Aydınlar, konuşmasında MÇD’nin kurucu üyelerini anarak sömürünün ve talanın katmerleştiği alanlardan birinin doğa olduğunu belirtti. Program, Çernobil’den bugüne değin yaşanan depremlerde yitirilenlerin anılması ve saygı duruşuyla devam etti.
Saygı duruşunun ardından Pınar Aydınlar konuşmasında, Çernobil’de ve bugün ülkeyi yasa boğan bu karanlık günlerde, asıl sebebin deprem değil sistem olduğunu ve insanların bu düzen içinde katledildiğine değindi.
Konuşmanın ardından Munzur Çevre Derneği Başkanı Ali Ekber Barmağıç konuşmasını yapmak üzere sahneye davet edildi.
“YOKSULLAR ÖLÜR, ZENGİNLER PARA KAZANIR”
Barmağıç konuşmasına “Kuruluşumuzun 20. Yılında “Çernobil’de ve Depremde Yitirdiklerimizi Anıyor, Mücadeleyi Büyütüyoruz!” şiarıyla düzenlenen etkinliğe katılanları selamladı. “Bugün burada siyaset yapacağız. Çünkü Çernobil de deprem de sel de iş cinayetleri de toplumsal ve karşılaştığımız olaylardır. Ama hepsi siyasidir. Onun için burada sorunları gerçekten anlayabilmek, tartışabilmek için, işçi sınıfının çıkarları için siyaset konuşmalıyız.” dedi.
Bugün ustalardan öğrendiğimiz şekliyle yıllar öncesinde söylenenlere yeniden bakalım. Savaşlarda yoksullar ölür, zenginler para kazanır, depremde yoksullar ölür, zenginler para kazanır. Her türlü felakette gördüğümüz gibi yoksullar ölür zenginler para kazanır… Bize düşen fatura ise aç kalmak, yoksul kalmak olur. Karşı karşıya kaldığımız sorunlar siyasi iktidarın bir sonucudur.
Ekber, 30 Nisan’da gerçekleştirilecek olan Genel Kurul ve dayanışma için bütün dost kurumlara çağrı yaparak konuşmasını sonlandırdı.
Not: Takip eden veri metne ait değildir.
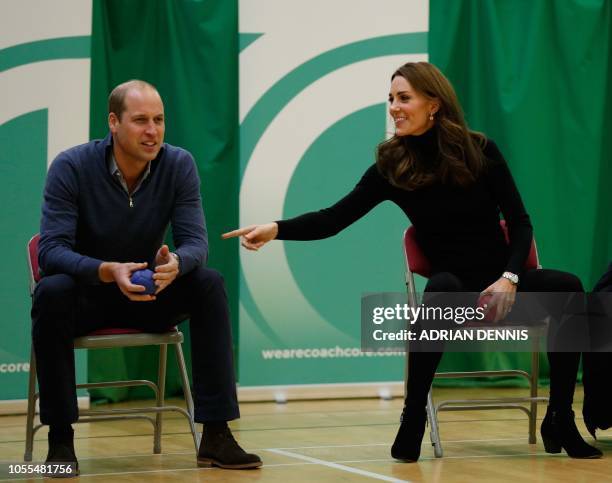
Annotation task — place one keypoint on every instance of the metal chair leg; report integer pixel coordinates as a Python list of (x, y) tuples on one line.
[(161, 386), (533, 388), (434, 434), (31, 408), (187, 391)]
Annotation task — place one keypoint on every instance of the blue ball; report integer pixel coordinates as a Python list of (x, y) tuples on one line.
[(144, 278)]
Etkinlik, Ali Ekber Barmağıç’ın konuşmasının ardından sinevizyon gösterimi ile devam etti.
Sinevizyon gösteriminin ardından ezgilerini seslendirmek üzere sahneye Baran Bozyel davet edildi. Ardından Baran Bozyel yönetiminde Kayy-Der Kadın Korosu sahneye çıktı.
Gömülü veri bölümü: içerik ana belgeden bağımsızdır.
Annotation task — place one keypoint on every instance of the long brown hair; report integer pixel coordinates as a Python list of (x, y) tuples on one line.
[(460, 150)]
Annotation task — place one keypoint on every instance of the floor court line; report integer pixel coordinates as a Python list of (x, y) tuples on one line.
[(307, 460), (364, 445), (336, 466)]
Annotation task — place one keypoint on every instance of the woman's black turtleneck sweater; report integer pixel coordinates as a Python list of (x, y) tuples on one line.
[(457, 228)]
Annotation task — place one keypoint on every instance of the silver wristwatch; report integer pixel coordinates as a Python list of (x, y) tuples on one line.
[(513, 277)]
“ENKAZ ALTINDA DEVLET KALDI”
Müzik dinletisinin ardından depremin ikinci gününden itibaren deprem bölgesinde olan ve orada çalışmalara katılan İbrahim Eren konuşmasını yapmak üzere sahneye davet edildi. 11 ili etkileyen depremin yıkıcılığından bahseden Eren, yaşanan deprem felaketinin bir doğa olayı olduğunu geçmişten bugüne var olduğuna değindi. Ancak asıl sorunun insan-deprem ilişkisinin rant ve sömürü çerçevesinde meydana geldiğini, bir avuç sömürücü asalağın kurduğu düzende binlerce insanın enkaz altında can çekiştiğini söyledi. “Enkaz altında devlet kaldı, insan hayatının hiçbir anlamı olmadı. Bunu bize sistem gösterdi.” dedi.
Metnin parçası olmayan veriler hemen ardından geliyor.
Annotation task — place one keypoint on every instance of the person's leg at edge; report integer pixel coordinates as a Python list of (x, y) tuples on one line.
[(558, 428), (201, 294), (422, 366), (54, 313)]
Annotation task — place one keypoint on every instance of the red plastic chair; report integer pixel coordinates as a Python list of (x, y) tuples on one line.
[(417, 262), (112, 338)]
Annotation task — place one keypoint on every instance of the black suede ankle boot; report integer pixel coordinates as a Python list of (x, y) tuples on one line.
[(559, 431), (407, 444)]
Deprem bize şunu gösterdi: Devlet bir yerde yetersiz kalırsa, halk orada devletleşir. Hepimiz biliyoruz ki örgütlü olan halkın birlikte hareket ettiğinde nasıl ayakta kaldığını orada bize gösterdi. MÇD depremin ikinci gününden itibaren oradaydı. Olabildiğince, elinden geldiği kadarıyla alanda var oldu. İlk deprem bölgesine gittiğimizde her olayda orada olan devlet, burada yoktu. Devlet namına, afet yönetimi adına burada kimse yoktu. Orada insanlar ölüme terk edilmişti. Birçok köyde bizi ‘Munzurlular gelmiş’, ‘İlk siz geldiniz’ diyerek karşıladılar. Burada oluşumuzun karşılığı uzun soluklu bir ilişkinin varlığına işaret ediyor. Orada halk toplantıları gerçekleştirdik. Onlara avukatlarla beraber haklarının nasıl olduğunu bu sistemden nasıl hesap sorulması gerektiğini anlattık. Örgütlü bir toplum ve halk dayanışması gerçekliği ile enkaz altında kalan devlet için başka bir gerçek ortaya çıkıyor. Bu etkinlik dayanışma ve örgütlülük için önemli.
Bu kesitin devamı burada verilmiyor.